Pilocrocis pachyceralis

Scientific classification
- Kingdom: Animalia
- Phylum: Arthropoda
- Class: Insecta
- Order: Lepidoptera
- Family: Crambidae
- Genus: Pilocrocis
- Species: P. pachyceralis
- Binomial name: Pilocrocis pachyceralis Hampson, 1917

= Pilocrocis pachyceralis =

- Authority: Hampson, 1917

Species of moth

Pilocrocis pachyceralis is a moth in the family Crambidae. It was described by George Hampson in 1917. It is found in Papua New Guinea.

The wingspan is about 38 mm. The forewings are white, with a golden yellow tinge. The costal area is yellow with a reddish tinge to beyond the middle. There is a small cupreous brown spot at the base of the median nervure and a larger subbasal spot in and below the cell.

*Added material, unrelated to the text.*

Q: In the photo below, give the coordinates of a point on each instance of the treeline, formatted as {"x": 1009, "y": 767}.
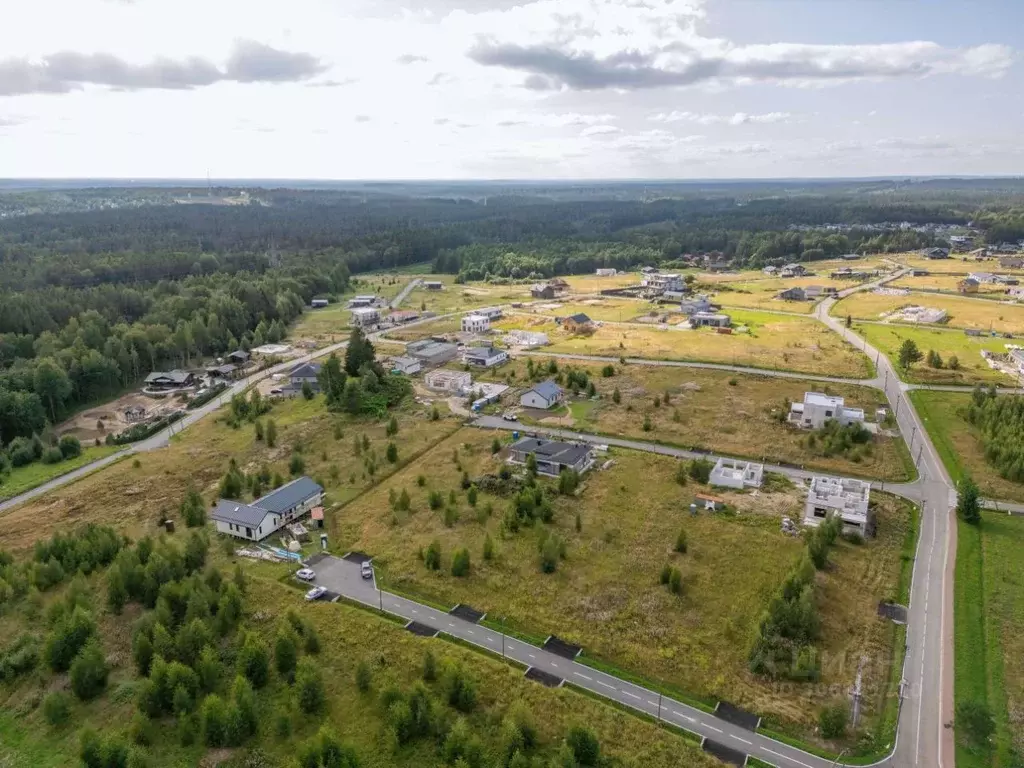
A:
{"x": 1000, "y": 423}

There is a curved dark brown antemedial line from the subcostal nervure to the above the inner margin, forming small black spots in the area below the cell. There is some yellow suffusion irrorated with brown below the end of the cell and at the middle of the inner margin. The postmedial line is formed by a series of small black-brown lunules. The hindwings are white with a slight yellow tinge. There is a black-brown discoidal annulus, as well as a maculate black-brown postmedial line. The terminal area is yellowish, irrorated with brown to vein 4, as well as a brown terminal line.